Mr Phillips retaliated by accusing Mr Arbour of turning the assembly into "some kind of partisan knocking shop", while the Labour group leader Lord Harris of Haringey chastised the Tories for boasting falsely about the size of their mandate. Their nine seats might equal Labour's, he said, but at least Labour's vote was bigger.
Baroness Hamwee felt obliged to take the microphone to deny that she was "an illegitimate virgin", but it fell to her Liberal Democrat colleague Lord Tope to gallantly declare that despite his long association with her he would decline to discuss the subject. "Indeed, I am rather surprised it should be mentioned at all on this first day of our work," he sniffed.
The audience of several hundred, meanwhile, was in full-throated, foot-stomping form. "Oooh!" they cried as Trevor Phillips slapped down an impertinent Tory point of order; "Boo!" and "Haven't you got a seconder?!" as the Tories' carping speeches became tiresome.
Mr Phillips, long rumoured to have had mayoral ambitions, switched from headmaster mode ("We are here as representatives of five million people.
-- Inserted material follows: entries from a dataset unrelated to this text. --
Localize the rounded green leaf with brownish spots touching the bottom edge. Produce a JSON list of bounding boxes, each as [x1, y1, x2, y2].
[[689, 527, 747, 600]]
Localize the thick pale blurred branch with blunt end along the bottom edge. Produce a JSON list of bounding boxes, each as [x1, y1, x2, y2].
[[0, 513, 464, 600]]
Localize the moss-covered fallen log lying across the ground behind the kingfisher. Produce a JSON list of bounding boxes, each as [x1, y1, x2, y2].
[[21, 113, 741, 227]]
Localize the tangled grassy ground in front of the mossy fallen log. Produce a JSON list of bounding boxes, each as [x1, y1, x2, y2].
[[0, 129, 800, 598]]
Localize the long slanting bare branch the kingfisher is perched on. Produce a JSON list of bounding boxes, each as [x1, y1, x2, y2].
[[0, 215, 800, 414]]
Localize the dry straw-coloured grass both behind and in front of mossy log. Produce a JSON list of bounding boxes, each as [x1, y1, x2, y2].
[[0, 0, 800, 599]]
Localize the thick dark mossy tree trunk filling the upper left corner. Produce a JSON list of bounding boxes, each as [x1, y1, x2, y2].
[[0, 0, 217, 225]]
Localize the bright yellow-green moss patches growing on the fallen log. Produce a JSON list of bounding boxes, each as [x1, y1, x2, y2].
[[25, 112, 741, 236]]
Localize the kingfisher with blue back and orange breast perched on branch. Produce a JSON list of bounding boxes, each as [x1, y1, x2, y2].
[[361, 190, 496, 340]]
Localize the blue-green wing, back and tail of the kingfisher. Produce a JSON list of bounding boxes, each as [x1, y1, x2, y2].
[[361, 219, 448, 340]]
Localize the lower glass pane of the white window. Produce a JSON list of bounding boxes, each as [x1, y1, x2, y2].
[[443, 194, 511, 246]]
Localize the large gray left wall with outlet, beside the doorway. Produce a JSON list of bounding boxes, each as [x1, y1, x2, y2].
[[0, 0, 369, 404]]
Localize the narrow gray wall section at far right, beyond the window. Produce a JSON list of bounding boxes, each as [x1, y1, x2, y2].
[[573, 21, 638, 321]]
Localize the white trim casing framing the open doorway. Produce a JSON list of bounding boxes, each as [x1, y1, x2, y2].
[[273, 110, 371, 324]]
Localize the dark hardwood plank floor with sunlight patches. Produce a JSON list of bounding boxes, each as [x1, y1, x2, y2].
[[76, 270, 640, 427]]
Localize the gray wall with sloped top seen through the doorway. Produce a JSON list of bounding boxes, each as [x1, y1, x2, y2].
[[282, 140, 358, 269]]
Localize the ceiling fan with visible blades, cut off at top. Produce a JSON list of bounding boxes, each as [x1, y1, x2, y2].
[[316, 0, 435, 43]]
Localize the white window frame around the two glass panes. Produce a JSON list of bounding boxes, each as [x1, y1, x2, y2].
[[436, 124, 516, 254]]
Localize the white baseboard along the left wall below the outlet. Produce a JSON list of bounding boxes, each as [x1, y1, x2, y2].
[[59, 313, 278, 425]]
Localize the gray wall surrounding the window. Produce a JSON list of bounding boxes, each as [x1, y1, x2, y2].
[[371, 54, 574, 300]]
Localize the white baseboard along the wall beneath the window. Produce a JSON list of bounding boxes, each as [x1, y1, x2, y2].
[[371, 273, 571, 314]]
They expect us to conduct ourselves as they would like to conduct themselves if they were here,") to pure Larry Grayson when a speaker accidentally addressed him as "Mr Mayor".
"Oh, just stop it, you lot!" he said coyly. "It's going to get very annoying if you keep doing that!" Actually he looked far from annoyed, though perhaps he was referring to Ken's chagrin rather than to his own.
So chuffed was Mr Phillips at getting the Chairman's job that he could barely contain himself, and his opening speech would have been more in keeping at a celebrity awards bash. At one point he even began to thank Ken for being there, though he pulled himself together in time to turn his head and mumble the words into his red rose buttonhole.
And from there on in, normal political service was resumed. Rising to propose that the Mayor should henceforth publish all his policy advice, Lord Harris was candid enough to admit that he had probably voted against that very move when the assembly Bill went through the House of Lords last summer but times, evidently, had changed.
The Conservative group leader Bob Neill looked heavenwards as he rose to respond, and quoted straight from the ceiling: "He has put a new song in my mouth!" he cried with a nod in Ken's direction.
But Lord Tope rode to the defence. "The text that comes to my mind is, 'Blessed is the Sinner that Repents'," he cooed. And from his perch at the back Mr Livingstone managed a sardonic smile.